Understanding Depersonalisation and Derealisation
Depersonalisation and Derealisation, often abbreviated as DPDR, are clinical conditions characterised by a detached perception of one's surroundings and oneself. Patients frequently describe experiencing a surreal dizziness, feeling as though they're in a dreamlike state.
These symptoms can either manifest episodically or persistently. In severe cases, patients may find themselves unable to feel emotions due to the profound detachment they experience from their environment and their own self.
Cannabis and DPDR: The Connection
While DPDR can occur in individuals who have never consumed cannabis or any other drugs, a recurring narrative is that this surreal symptomatology first manifested during cannabis consumption and has since persisted. Some patients describe it as a lingering sensation of being "high" long after the actual intoxication has subsided.
Is Cannabis the Culprit?
It's crucial to understand that, similar to psychoses, cannabis is not the primary trigger. Cannabis cannot induce something in the psyche that wasn't already latently present and would have eventually surfaced. Just as a latent psychosis can be activated by cannabis, a latent DPDR can be triggered by cannabis consumption, especially when the THC content is high and the user's mood is negative.
About 2% of the population carry a latent DPDR, which can suddenly manifest due to various emotional influences, such as prolonged stress, traumatic experiences, or even cannabis consumption.
DPDR: A Brain's Protective Mechanism?
Current scientific understanding suggests that acute DPDR might be a protective mechanism of the brain, shielding it from emotional overwhelm. The challenge arises when this mechanism overreacts, leading to a prolonged disconnection between the external world and emotional experience.
Whether the triggering stimulus is a traumatic everyday situation or an anxiety-inducing drug influence is irrelevant; both can activate this protective function.
Prohibition and Its Consequences
Street cannabis, readily accessible due to bureaucratic challenges associated with prescribed medical cannabis, is particularly susceptible to inducing DPDR. Many cannabis strains today are overbred, containing high THC levels and negligible CBD, which can counteract some of THC's side effects.
A regulated market with quality controls could set a THC limit and guarantee a minimum CBD content, reducing excessive THC reactions. A higher susceptibility to DPDR exists during adolescence, a developmental phase for the brain. Full legalisation and strict regulation could prevent youth cannabis consumption more effectively than current measures.
Addressing DPDR: The Medical Approach
Conventional medicine doesn't yet have an approved medication specifically targeting DPDR symptoms. Occasionally, anxiety-relieving medications like SSRIs are prescribed, as DPDR often coexists with heightened anxiety or depression.

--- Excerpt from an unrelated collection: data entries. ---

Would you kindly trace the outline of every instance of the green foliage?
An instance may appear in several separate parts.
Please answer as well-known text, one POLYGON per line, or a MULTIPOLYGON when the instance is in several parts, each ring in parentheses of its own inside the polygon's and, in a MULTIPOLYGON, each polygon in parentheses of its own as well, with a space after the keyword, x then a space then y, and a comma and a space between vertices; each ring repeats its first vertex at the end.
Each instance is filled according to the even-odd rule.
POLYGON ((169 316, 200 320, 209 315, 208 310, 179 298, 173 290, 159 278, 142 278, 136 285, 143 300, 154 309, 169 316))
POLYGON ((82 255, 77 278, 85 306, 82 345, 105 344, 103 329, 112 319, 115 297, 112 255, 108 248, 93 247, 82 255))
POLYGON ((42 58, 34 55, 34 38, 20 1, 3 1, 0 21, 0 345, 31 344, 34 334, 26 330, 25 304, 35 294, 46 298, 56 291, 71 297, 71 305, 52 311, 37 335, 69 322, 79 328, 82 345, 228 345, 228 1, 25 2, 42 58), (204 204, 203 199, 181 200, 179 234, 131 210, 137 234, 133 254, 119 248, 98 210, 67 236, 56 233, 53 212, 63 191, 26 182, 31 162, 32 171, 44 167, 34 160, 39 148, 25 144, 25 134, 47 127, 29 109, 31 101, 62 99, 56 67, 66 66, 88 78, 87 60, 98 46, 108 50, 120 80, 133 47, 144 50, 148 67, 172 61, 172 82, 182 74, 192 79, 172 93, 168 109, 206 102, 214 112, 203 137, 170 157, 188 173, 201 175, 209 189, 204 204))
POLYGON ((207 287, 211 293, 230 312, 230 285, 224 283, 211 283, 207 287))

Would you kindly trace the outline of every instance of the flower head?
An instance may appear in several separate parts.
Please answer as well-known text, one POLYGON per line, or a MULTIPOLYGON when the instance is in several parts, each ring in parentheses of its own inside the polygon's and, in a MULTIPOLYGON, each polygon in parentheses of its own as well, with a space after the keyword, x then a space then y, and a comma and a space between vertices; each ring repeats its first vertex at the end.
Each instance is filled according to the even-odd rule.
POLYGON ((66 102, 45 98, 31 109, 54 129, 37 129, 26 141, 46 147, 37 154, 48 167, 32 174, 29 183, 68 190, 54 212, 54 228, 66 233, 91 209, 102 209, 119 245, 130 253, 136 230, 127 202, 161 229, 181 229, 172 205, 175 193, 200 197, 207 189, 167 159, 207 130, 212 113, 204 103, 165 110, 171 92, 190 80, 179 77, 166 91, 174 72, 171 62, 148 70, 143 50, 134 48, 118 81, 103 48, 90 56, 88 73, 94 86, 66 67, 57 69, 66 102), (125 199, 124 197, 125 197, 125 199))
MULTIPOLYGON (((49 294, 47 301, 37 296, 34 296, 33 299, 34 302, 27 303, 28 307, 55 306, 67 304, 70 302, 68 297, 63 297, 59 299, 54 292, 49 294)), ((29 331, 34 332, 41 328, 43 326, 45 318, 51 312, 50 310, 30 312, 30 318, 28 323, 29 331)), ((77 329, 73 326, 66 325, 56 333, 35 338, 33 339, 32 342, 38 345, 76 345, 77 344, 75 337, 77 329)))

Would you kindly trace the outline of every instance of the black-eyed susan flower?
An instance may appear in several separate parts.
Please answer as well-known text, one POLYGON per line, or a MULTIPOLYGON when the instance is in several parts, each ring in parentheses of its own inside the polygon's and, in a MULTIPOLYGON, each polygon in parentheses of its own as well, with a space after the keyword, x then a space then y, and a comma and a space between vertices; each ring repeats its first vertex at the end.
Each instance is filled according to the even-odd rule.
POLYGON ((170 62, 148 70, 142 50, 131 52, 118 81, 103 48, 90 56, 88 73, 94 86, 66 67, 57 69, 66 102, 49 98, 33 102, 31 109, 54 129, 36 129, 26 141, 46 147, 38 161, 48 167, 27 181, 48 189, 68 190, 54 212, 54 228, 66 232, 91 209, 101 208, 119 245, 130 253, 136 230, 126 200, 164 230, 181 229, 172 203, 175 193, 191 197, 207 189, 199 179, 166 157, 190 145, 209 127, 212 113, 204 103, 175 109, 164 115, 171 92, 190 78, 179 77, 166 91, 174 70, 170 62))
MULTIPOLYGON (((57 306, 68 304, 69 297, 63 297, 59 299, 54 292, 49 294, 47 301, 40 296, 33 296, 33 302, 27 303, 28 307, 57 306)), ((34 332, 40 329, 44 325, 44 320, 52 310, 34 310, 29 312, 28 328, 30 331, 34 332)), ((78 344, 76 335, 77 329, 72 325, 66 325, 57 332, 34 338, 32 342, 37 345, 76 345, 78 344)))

Treatment primarily focuses on behavioural therapeutic approaches, mainly cognitive behavioural therapy. The primary goal is to divert attention from the symptoms and refocus on other activities, gradually reconditioning the brain to shift its perception.
The Potential of CBD
There are indications that CBD might not only mitigate the short-term side effects of THC but also alleviate DPDR itself. CBD is known for its anti-psychotic and anti-anxiety properties. An increased anxiety perception is a central DPDR symptom amplifier.
Fear of the symptoms can create a vicious cycle, perpetuating them. While there's limited clinical research on CBD and DPDR, a 2011 study demonstrated that CBD reduced feelings of Depersonalisation and Derealisation.